B. Kouchner : Oui. C'est un avantage pour M. Emmanuelli que Radical se prononce en sa faveur, parce que ça élargit. À qui, à quoi, pourquoi ? C'est ça qui est intéressant. D'un autre côté, je pense que Lionel Jospin avait tout à fait aussi le profil d'un rassembleur face à une certaine conception éthique de la politique. La politique, pour moi c'est de la morale. Techniquement, bien entendu, il faut être au point, mais c'est avant tout une disposition du cœur. Je ne vois pas cela maintenant. Et je comprends qu'on se désespère.
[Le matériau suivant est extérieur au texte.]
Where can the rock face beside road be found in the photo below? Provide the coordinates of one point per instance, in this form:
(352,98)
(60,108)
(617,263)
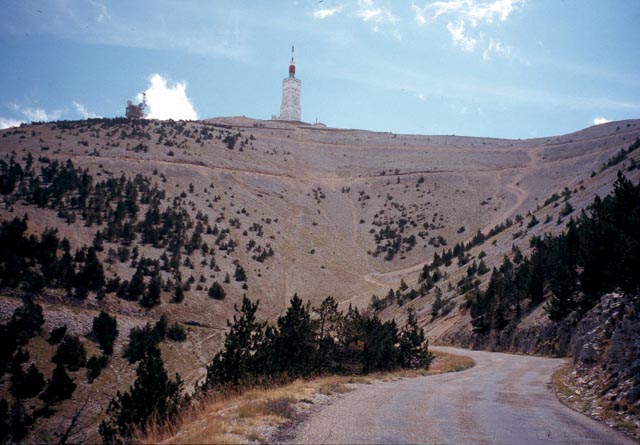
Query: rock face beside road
(606,349)
(504,399)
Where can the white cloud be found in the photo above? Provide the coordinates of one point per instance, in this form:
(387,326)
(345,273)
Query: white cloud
(600,120)
(168,102)
(82,111)
(323,13)
(473,10)
(368,12)
(473,13)
(495,47)
(8,123)
(102,13)
(459,39)
(37,114)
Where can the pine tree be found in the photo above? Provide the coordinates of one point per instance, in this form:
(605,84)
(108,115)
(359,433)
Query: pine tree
(325,328)
(151,298)
(237,360)
(294,343)
(60,387)
(91,276)
(105,331)
(71,353)
(216,291)
(27,385)
(414,351)
(136,286)
(240,274)
(178,294)
(152,397)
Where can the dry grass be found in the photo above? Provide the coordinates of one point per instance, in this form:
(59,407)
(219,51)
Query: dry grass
(250,416)
(569,391)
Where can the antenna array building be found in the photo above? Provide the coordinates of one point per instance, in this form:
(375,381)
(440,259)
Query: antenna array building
(290,108)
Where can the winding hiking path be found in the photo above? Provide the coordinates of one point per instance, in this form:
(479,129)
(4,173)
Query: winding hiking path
(504,399)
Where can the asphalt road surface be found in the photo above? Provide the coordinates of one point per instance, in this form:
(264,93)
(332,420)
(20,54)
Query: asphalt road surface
(503,399)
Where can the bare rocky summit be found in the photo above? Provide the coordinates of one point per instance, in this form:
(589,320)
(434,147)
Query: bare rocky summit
(299,209)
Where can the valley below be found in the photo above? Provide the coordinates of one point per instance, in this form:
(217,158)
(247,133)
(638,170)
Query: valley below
(206,212)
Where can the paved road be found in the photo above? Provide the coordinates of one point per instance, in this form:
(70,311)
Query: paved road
(504,399)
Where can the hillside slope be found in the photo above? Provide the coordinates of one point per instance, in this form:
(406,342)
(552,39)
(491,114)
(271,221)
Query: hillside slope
(297,208)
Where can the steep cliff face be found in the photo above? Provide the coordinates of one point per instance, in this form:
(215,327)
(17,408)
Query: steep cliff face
(606,349)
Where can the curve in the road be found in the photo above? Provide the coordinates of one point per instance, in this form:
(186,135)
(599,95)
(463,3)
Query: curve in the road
(504,399)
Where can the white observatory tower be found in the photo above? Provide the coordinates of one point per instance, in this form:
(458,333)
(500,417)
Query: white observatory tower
(290,108)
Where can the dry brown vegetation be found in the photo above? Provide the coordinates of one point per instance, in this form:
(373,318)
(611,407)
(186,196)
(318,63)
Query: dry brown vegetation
(255,414)
(585,394)
(318,197)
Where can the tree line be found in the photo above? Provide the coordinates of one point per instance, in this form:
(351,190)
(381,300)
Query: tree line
(598,253)
(303,342)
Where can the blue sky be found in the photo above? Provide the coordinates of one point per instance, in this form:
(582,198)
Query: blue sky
(500,68)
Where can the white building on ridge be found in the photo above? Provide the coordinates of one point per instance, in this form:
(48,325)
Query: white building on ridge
(290,108)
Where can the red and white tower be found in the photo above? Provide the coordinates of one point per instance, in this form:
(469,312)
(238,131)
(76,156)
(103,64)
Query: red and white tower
(290,108)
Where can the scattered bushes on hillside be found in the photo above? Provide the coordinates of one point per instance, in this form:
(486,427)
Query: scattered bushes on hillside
(300,346)
(153,397)
(598,253)
(105,331)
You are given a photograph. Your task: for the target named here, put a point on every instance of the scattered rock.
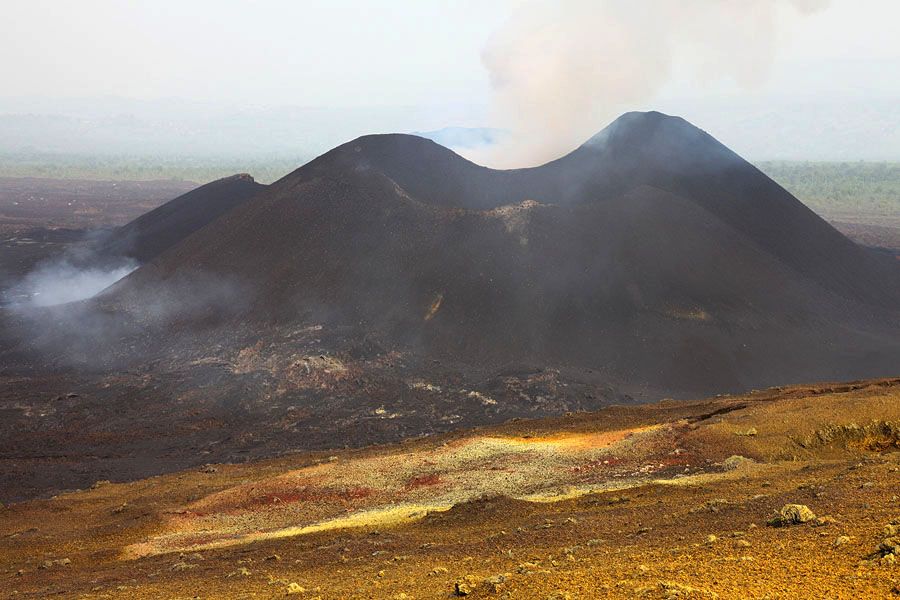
(295, 588)
(736, 462)
(792, 514)
(672, 590)
(59, 562)
(841, 540)
(714, 505)
(493, 584)
(465, 586)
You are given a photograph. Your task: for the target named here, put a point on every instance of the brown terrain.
(666, 500)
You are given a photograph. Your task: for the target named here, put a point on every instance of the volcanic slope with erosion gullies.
(651, 253)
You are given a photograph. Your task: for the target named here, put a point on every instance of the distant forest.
(842, 189)
(144, 168)
(836, 190)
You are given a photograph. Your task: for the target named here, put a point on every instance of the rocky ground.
(785, 493)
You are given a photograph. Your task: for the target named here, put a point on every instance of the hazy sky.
(433, 55)
(332, 52)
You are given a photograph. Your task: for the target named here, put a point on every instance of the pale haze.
(772, 78)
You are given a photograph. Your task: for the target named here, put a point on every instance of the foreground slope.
(654, 501)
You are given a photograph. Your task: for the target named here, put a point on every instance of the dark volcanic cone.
(160, 229)
(651, 252)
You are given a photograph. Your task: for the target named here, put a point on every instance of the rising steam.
(59, 282)
(561, 69)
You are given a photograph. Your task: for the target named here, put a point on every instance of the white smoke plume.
(562, 69)
(59, 282)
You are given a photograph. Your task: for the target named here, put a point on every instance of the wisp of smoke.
(561, 69)
(62, 281)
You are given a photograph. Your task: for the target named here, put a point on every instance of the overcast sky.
(426, 54)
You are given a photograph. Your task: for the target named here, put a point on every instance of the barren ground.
(617, 503)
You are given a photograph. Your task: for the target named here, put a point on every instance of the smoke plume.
(63, 281)
(561, 69)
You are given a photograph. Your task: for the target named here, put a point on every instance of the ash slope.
(158, 230)
(652, 253)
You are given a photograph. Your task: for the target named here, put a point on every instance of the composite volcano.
(652, 253)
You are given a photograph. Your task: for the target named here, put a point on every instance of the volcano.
(652, 253)
(390, 288)
(150, 234)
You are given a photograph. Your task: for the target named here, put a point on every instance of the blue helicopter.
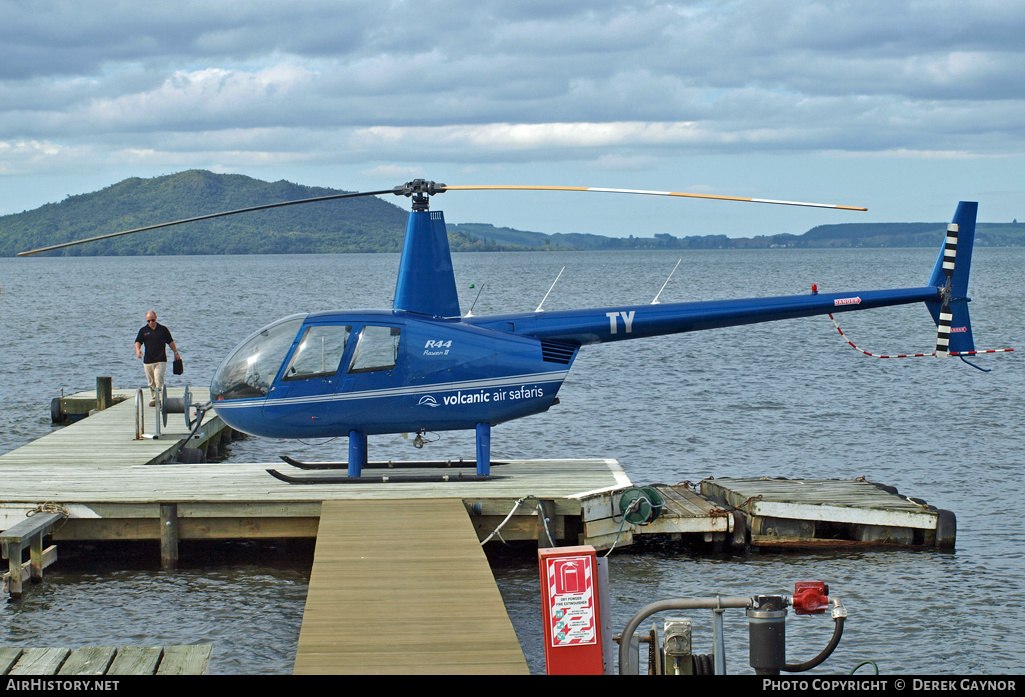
(422, 367)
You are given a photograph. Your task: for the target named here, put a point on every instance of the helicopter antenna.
(655, 301)
(549, 290)
(469, 313)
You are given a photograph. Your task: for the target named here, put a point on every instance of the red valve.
(810, 598)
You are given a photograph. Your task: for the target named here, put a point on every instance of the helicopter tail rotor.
(950, 274)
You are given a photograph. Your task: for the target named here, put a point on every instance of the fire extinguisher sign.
(571, 601)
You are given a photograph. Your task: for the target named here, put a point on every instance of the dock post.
(105, 393)
(168, 536)
(357, 452)
(545, 519)
(483, 448)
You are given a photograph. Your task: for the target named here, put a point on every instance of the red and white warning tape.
(964, 353)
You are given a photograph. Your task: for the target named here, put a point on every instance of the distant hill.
(842, 235)
(363, 224)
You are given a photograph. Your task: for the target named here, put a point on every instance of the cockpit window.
(377, 349)
(249, 370)
(319, 352)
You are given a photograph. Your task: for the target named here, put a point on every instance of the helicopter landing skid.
(383, 479)
(391, 464)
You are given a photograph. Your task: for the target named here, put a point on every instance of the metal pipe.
(680, 604)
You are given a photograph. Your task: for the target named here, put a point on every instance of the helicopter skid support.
(383, 479)
(390, 464)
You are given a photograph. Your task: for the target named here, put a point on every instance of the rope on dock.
(50, 507)
(516, 506)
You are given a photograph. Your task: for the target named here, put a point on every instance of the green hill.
(362, 224)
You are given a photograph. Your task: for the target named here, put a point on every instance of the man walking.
(154, 336)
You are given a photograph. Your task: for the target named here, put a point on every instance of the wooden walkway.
(112, 487)
(108, 660)
(403, 587)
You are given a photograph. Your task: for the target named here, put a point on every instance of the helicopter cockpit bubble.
(250, 368)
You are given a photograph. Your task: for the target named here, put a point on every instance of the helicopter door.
(310, 375)
(373, 375)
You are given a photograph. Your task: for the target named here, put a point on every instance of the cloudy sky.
(904, 107)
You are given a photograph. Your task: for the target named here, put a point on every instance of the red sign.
(572, 638)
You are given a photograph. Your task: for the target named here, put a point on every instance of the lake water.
(786, 399)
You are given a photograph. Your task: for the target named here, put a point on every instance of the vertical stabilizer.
(950, 276)
(426, 283)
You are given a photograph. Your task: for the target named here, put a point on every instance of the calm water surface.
(786, 399)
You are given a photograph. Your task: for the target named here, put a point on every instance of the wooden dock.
(107, 660)
(113, 487)
(404, 587)
(400, 581)
(831, 513)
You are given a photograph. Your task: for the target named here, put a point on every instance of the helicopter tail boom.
(945, 297)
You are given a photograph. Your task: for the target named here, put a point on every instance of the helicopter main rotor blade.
(332, 197)
(650, 193)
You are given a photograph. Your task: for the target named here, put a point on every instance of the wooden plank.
(8, 656)
(40, 662)
(22, 532)
(186, 660)
(88, 661)
(135, 661)
(407, 591)
(827, 500)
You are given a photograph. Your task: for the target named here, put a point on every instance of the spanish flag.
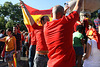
(96, 36)
(15, 61)
(36, 15)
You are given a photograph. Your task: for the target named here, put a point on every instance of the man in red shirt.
(41, 58)
(58, 36)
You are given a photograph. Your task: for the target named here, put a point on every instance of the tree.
(11, 13)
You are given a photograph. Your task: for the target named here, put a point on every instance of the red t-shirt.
(39, 35)
(76, 24)
(58, 36)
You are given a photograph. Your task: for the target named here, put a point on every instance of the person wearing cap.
(97, 21)
(92, 56)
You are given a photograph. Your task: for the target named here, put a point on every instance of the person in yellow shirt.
(10, 49)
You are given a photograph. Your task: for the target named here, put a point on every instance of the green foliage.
(9, 24)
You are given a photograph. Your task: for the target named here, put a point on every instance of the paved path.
(22, 63)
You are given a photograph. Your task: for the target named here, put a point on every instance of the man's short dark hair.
(15, 26)
(1, 31)
(79, 28)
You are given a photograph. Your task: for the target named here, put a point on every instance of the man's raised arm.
(27, 12)
(78, 6)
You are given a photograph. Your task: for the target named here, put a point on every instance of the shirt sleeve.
(72, 17)
(35, 26)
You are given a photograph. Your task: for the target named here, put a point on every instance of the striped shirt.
(97, 23)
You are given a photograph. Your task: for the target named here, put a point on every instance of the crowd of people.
(63, 42)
J.-M. Lefebvre : Dans le combat entre équité et égalité qui partage la majorité, vous dites que vous voulez plutôt l'équité ?
B. Kouchner : Les mots ont pris un sens différent depuis qu'ils sont au cœur du débat. Cela veut dire que l'égalité à la française, celle qui a été construite triomphante et qui a été l'avant-garde de la protection sociale au monde, celle qui, après la guerre, a fait que allocations familiales, dispositions face à la sécurité sociale, étaient excellentes. Maintenant, nous avons changé. Il faut sans doute réfléchir : est-ce que c'est la même chose quand on est riche de payer un ticket modérateur à l'hôpital que quand on est pauvre ? Est-ce que cela doit être le même ? Est-ce que la grippe du riche est la même chose que la grippe du pauvre ? Je ne le crois pas. Je ne veux pas tout détruire mais j'entendais ce que disait Marc Blondel hier. Ce que nous voulons, c'est au contraire ajuster, renforcer, moderniser, préserver la Sécurité Sociale. Elle ne pourra pas demeurer dans cette fausse égalité française. Il y a 105 milliards de déficit. Tout le monde pense qu'on va faire baisser les impôts après l'élection présidentielle. C'est une galéjade ! Il y a des déficits budgétaires de l'État. Il y a un déficit énorme de la protection sociale. Il va bien falloir trouver de l'argent. Comment et surtout pour quoi faire ? Voilà le débat ! Comment peut-on maintenant, avec l'information médicale et les techniques modernes, adopter une attitude qui est semblable à celle de 1945 ? Non, nous ne pouvons pas compter seulement sur la diminution des dépenses médicales, en demandant aux médecins d'être sérieux. C'est essentiel mais pas suffisant. C'est cette société de responsabilité que j'évoque dans mon livre : on ne peut plus parler aux Français comme s'ils ne savaient pas de quoi il s'agit.